Condé Nast Traveller
November 2025


Norfolk Bog Oak
After reading The Lost Rainforests of Britain, jeweller Natasha Wightman felt compelled to explore the British Isles. “I discovered the story of incredible giant neolithic oaks that fell when the great floods came,” she says. “Their wood is one of the rarest and densest native materials that we have in Britain. I was captivated by these 7,000-year-old trees, older than Stonehenge and the pyramids, and I wanted to create a collection that drew attention to Britain’s vanished and vanishing landscapes.” These prehistoric, semi-fossilised bog oaks, measuring up to 180 feet long, were part of vast temperate rainforests that once covered parts of East Anglia. Known collectively as the Hemplands Haul, the specimens were discovered in the Norfolk fens in the 1970s by a farmer who recognised their importance. As the technology needed to protect these fragile specimens didn’t yet exist, the trees were reburied and eventually rediscovered, then excavated, dehydrated and preserved in 2022. It’s from here that Wightman sourced the wood for her Lost Forests collection, which was carved by West Sussex-based Graham Heeley. Intricately detailed dioramas depict the wilds of Britain, including ancient Scottish forests, Mount Snowdon and the Netherbeck waterfalls beneath Scafell Pike. The hardness of the bog oak presented its own challenges, requiring specially made tools and “quite some force”, says Heeley, who sculpted low and high reliefs of landscapes long forgotten. Framed by diamonds, emeralds and sapphires, the ebony wood is highlighted with powdered malachite, shell gold and palladium to evoke woodlands, sea and snow, and set into voluminous cuffs, earrings and pendants that can be worn as brooches. “The carvings had to represent something that was as old as the material itself.

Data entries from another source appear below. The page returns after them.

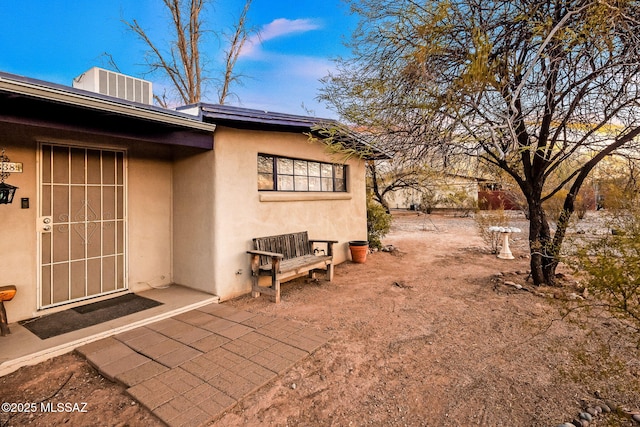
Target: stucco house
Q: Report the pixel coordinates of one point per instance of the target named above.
(116, 195)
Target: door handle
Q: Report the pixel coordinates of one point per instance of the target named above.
(44, 223)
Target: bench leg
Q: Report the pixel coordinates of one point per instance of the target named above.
(255, 269)
(4, 324)
(254, 287)
(329, 275)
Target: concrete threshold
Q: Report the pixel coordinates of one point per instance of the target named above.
(23, 348)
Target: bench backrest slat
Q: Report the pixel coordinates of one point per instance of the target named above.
(291, 245)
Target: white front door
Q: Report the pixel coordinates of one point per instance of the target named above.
(82, 223)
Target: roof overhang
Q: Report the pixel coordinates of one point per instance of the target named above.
(327, 130)
(37, 103)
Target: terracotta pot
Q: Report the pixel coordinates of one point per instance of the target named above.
(359, 250)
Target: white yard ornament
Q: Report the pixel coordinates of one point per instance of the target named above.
(505, 253)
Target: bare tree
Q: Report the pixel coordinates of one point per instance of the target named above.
(538, 89)
(184, 62)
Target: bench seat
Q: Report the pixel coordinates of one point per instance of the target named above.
(287, 256)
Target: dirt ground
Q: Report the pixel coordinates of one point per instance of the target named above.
(428, 334)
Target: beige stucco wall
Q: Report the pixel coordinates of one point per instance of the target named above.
(241, 212)
(191, 213)
(149, 170)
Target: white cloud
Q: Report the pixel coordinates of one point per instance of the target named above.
(277, 28)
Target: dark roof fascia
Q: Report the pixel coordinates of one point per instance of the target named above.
(53, 92)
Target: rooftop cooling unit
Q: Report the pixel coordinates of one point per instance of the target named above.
(115, 84)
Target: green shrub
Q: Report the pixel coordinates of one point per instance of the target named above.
(378, 223)
(612, 268)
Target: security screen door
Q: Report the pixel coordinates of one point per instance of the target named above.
(81, 223)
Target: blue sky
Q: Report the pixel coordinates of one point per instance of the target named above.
(56, 40)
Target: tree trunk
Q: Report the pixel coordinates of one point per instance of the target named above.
(539, 244)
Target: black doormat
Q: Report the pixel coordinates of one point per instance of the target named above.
(84, 316)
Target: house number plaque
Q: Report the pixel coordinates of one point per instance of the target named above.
(11, 167)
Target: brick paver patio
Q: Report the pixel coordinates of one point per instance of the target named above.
(190, 368)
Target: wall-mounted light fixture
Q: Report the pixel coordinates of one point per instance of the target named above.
(6, 191)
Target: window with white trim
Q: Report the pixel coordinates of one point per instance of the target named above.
(277, 173)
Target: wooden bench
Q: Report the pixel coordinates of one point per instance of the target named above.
(285, 256)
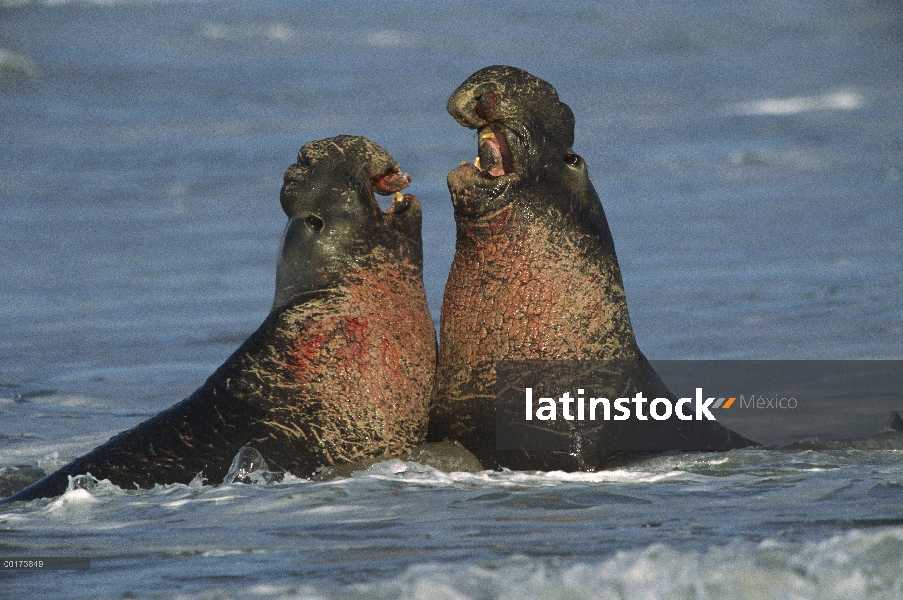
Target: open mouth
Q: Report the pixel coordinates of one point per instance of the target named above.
(391, 183)
(494, 156)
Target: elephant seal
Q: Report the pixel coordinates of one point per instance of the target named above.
(535, 277)
(341, 369)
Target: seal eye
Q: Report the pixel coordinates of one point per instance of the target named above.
(314, 222)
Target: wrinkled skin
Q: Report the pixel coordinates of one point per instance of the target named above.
(535, 277)
(342, 368)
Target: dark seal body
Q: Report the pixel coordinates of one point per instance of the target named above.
(342, 368)
(535, 275)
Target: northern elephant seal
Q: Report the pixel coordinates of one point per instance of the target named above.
(341, 369)
(535, 277)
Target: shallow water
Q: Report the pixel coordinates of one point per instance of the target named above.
(750, 162)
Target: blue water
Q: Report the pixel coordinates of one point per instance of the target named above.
(750, 160)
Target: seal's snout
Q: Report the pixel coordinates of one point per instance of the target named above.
(391, 182)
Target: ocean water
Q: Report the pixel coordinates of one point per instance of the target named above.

And because these oaks were giants, the pieces had to reflect something substantial,” says Wightman, who has also directed a short ballet, with music played on rare bog oak instruments, along with a film that draws attention to the conservation of the last one per cent of Britain’s rainforest. “We’re looking at what’s been lost, what still remains, and what we’re doing to protect it. The bog oak is a bridge between past and present.”